Private Email at Work: Green Light (to snoop) or Red Herring?

From an employment law perspective, what are we to make of the 12 January 2016 decision in Barbulescu v Romania, which has been proclaimed in the more excitable areas of the media as a green light for employers to snoop on private email at work?

Let’s take a few steps back. Mr Barbulescu was dismissed on 1 August 2007. His first instance challenge to the dismissal failed, and his appeal against that decision was dismissed on 17 June 2008. So he took Romania to the European Court of Human Rights on 15 December 2008, leading to the present decision over 7 years later.

Mr Barbulescu’s employer had internal regulations prohibiting use of company resources for personal purposes. In defiance of those regulations, he was shown (after 8 days’ company monitoring) to have used his company Yahoo Messenger account for personal purposes. He claimed he did so only for professional purposes. The company showed him written evidence of his wrongdoing and dismissed him.

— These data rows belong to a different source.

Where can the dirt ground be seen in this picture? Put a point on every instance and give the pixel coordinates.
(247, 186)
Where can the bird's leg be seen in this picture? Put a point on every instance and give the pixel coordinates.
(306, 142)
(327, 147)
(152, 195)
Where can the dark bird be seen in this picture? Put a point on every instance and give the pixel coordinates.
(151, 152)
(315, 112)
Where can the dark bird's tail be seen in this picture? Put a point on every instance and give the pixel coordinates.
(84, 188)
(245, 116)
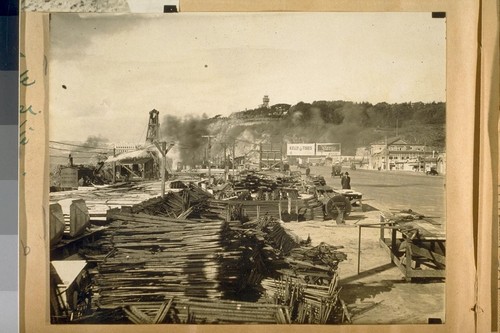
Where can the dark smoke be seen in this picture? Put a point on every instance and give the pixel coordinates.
(95, 141)
(188, 134)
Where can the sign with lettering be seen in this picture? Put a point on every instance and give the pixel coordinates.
(69, 177)
(300, 149)
(328, 149)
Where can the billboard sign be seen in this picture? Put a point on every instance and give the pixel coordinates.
(69, 177)
(328, 149)
(300, 149)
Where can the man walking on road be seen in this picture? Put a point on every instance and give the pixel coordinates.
(346, 181)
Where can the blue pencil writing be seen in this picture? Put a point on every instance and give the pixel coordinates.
(25, 79)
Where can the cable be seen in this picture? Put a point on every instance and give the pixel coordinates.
(79, 151)
(81, 146)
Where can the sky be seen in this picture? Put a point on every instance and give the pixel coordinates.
(106, 72)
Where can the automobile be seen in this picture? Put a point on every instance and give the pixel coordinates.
(432, 172)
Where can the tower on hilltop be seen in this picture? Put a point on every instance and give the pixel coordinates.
(153, 127)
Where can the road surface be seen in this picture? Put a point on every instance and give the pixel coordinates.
(385, 190)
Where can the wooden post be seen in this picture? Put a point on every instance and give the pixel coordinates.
(162, 171)
(409, 255)
(234, 159)
(393, 243)
(114, 166)
(359, 247)
(162, 148)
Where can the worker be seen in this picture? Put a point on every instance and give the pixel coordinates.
(339, 208)
(346, 181)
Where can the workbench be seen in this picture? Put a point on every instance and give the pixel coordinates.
(416, 247)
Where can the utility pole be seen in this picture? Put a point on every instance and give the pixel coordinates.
(209, 137)
(234, 158)
(114, 165)
(162, 148)
(226, 167)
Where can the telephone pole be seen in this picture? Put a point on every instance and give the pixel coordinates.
(209, 137)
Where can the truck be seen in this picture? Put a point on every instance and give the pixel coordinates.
(336, 170)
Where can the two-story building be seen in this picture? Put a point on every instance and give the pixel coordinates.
(397, 154)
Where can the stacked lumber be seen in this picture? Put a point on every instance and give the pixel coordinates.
(100, 199)
(205, 311)
(154, 256)
(308, 303)
(306, 209)
(316, 265)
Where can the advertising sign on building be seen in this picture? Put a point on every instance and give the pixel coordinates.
(328, 149)
(69, 177)
(300, 149)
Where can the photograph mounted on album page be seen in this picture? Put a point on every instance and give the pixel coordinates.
(247, 168)
(284, 149)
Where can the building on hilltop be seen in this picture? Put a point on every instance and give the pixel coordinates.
(397, 154)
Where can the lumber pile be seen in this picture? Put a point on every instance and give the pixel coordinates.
(197, 310)
(316, 265)
(154, 256)
(308, 303)
(298, 209)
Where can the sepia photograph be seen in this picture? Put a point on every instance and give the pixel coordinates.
(247, 168)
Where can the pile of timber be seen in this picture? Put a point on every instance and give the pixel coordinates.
(204, 311)
(317, 265)
(156, 255)
(100, 199)
(267, 183)
(299, 209)
(308, 303)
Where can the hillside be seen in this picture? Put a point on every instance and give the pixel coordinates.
(351, 124)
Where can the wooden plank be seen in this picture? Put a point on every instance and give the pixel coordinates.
(428, 254)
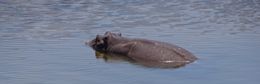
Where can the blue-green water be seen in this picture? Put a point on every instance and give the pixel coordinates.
(42, 41)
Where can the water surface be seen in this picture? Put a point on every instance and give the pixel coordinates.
(42, 41)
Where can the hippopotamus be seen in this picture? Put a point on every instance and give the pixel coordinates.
(144, 51)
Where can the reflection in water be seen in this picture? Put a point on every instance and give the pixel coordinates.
(111, 58)
(41, 40)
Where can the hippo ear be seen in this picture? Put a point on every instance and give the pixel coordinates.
(98, 40)
(119, 34)
(108, 33)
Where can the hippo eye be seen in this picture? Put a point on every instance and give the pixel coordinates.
(97, 41)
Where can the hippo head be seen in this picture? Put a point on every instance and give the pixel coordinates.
(102, 42)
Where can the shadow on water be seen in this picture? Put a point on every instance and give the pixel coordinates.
(114, 58)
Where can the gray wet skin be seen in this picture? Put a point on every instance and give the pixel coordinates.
(141, 50)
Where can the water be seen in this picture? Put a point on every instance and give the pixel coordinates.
(42, 41)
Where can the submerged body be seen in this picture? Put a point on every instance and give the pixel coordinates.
(141, 50)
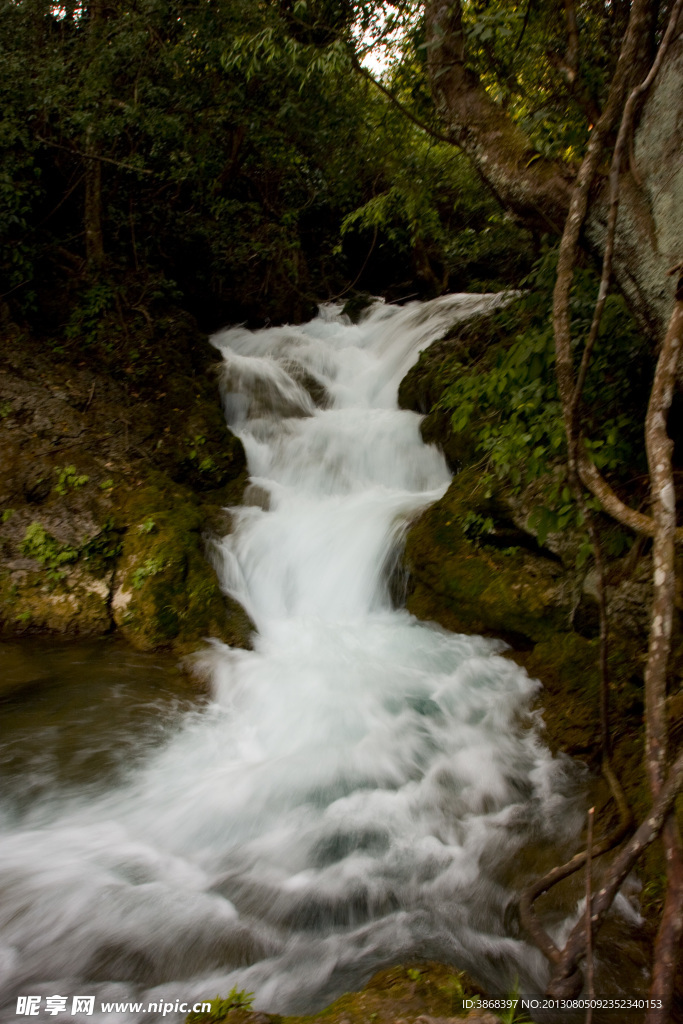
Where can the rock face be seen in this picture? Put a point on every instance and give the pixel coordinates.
(472, 569)
(472, 564)
(107, 497)
(419, 993)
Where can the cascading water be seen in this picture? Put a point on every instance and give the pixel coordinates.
(356, 791)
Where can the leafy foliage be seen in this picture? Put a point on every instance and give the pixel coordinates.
(507, 393)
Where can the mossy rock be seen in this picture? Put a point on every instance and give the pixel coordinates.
(166, 594)
(498, 583)
(74, 604)
(407, 993)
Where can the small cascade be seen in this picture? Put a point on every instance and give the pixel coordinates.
(357, 790)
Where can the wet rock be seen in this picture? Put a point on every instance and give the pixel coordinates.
(472, 574)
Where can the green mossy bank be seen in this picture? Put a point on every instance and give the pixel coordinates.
(112, 487)
(425, 992)
(475, 561)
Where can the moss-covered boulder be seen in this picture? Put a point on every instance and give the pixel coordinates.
(470, 568)
(34, 599)
(429, 992)
(107, 484)
(165, 592)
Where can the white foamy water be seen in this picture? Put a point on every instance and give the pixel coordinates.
(359, 786)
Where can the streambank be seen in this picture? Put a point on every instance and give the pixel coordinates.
(110, 491)
(477, 561)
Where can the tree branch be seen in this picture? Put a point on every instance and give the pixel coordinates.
(94, 156)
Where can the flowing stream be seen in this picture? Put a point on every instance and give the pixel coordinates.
(359, 785)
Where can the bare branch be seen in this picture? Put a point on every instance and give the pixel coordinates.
(94, 156)
(564, 978)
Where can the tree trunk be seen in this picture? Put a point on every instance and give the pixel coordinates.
(650, 224)
(94, 243)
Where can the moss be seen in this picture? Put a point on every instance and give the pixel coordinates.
(488, 585)
(166, 594)
(75, 605)
(404, 992)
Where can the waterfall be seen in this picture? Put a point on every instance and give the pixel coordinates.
(358, 787)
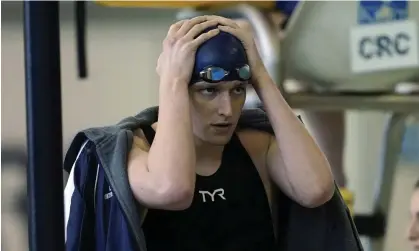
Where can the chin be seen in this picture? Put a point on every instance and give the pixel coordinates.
(219, 140)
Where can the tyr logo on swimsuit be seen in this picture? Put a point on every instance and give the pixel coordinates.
(219, 191)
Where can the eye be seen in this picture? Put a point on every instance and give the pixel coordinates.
(208, 91)
(239, 90)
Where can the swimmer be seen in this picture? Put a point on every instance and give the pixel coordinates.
(206, 183)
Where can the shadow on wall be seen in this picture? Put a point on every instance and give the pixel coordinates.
(14, 233)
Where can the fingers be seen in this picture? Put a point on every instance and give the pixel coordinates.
(189, 24)
(233, 31)
(174, 28)
(204, 37)
(226, 22)
(199, 28)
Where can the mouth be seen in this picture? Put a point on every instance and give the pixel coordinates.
(222, 127)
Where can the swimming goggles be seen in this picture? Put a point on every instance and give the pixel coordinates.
(214, 74)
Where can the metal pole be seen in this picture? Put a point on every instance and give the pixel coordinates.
(44, 129)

So after breaching company rules, being found out, lying to his employer and troubling the Romanian courts to no avail, Mr Barbulescu chose to take his native country to an external court, citing Article 8 of the European Convention on Human Rights (“dismissal based on a breach of privacy”) and Article 6 (“unfair proceedings before domestic courts”). With the latter being found to be manifestly ill founded, what would the ECHR make of the former?

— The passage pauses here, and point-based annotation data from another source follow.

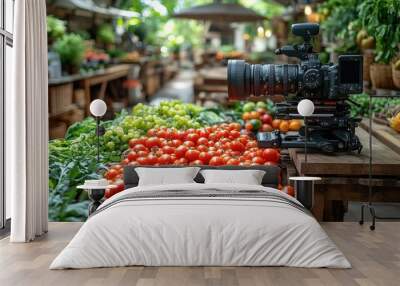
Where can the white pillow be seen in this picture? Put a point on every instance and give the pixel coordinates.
(248, 177)
(166, 176)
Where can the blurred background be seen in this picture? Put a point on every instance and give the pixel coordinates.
(163, 63)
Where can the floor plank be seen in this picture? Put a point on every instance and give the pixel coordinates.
(375, 257)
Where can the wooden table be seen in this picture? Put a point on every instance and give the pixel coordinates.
(103, 79)
(345, 176)
(87, 80)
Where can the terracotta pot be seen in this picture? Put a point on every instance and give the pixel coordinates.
(368, 60)
(396, 77)
(381, 76)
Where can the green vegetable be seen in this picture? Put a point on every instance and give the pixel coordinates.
(380, 18)
(55, 27)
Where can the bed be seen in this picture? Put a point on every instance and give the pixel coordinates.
(198, 224)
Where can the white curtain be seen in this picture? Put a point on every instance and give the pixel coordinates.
(27, 124)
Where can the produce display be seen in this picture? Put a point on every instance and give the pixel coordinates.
(256, 118)
(360, 107)
(213, 145)
(170, 133)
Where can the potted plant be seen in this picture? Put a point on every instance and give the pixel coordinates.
(396, 73)
(380, 18)
(71, 48)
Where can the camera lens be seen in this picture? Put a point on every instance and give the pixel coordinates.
(245, 79)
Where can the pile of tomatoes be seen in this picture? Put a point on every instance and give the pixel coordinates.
(215, 145)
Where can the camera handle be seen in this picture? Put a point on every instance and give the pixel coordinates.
(301, 52)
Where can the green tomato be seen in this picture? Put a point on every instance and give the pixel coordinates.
(110, 145)
(249, 106)
(261, 104)
(255, 123)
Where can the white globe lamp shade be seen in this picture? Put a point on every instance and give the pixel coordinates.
(305, 107)
(98, 108)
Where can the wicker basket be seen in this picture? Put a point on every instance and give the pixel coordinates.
(396, 77)
(381, 76)
(368, 60)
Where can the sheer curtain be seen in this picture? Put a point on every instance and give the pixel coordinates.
(27, 124)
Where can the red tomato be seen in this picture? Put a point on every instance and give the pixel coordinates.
(248, 126)
(203, 133)
(168, 150)
(202, 141)
(142, 153)
(202, 148)
(139, 147)
(216, 161)
(192, 155)
(251, 144)
(258, 160)
(132, 156)
(212, 137)
(152, 132)
(237, 146)
(189, 143)
(162, 133)
(181, 161)
(271, 155)
(152, 159)
(266, 119)
(142, 160)
(175, 143)
(152, 142)
(181, 151)
(111, 174)
(233, 162)
(235, 126)
(164, 159)
(197, 162)
(192, 137)
(233, 134)
(227, 146)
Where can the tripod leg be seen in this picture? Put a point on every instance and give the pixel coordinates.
(362, 215)
(372, 211)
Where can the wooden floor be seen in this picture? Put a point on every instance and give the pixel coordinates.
(375, 257)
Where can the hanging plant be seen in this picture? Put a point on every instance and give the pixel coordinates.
(380, 18)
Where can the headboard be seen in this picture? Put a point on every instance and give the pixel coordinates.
(270, 179)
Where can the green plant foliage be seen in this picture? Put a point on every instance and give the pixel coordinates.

The answer: although Article 8 was applicable, because the employer had engaged Mr Barbulescu’s private life and correspondence via the monitoring, the Romanian domestic courts had struck a fair balance. It was reasonable for the employer to want to verify that employees were completing their professional tasks during working hours. For what it was worth, the monitoring had only proved the fact of the private correspondence and had not gone into the contents.

Overall, it looks as if this decision changes nothing and tells us little we did not already know. If an employer’s policies on private email and internet use at work are clear and unambiguous, and reserve the right to monitor usage and in turn to dismiss for material abuse, there ought to be little reason to fear claims of inherently wrongful privacy violation. In any event, few employees may be as determined as Mr Barbulescu to explore every possible avenue of redress.

From an employee’s perspective, this decision is hardly a snoopers’ charter – it is more a matter of confirmation that workplace rules are there to be obeyed and that these particular ones are not going to be struck down by external principles.

On a final note, and without further comment, the ECHR’s press release for this decision concluded with the following sentence: “The European Court of Human Rights was set up in Strasbourg by the Council of Europe Member States in 1959 to deal with alleged violations of the 1950 European Convention on Human Rights.”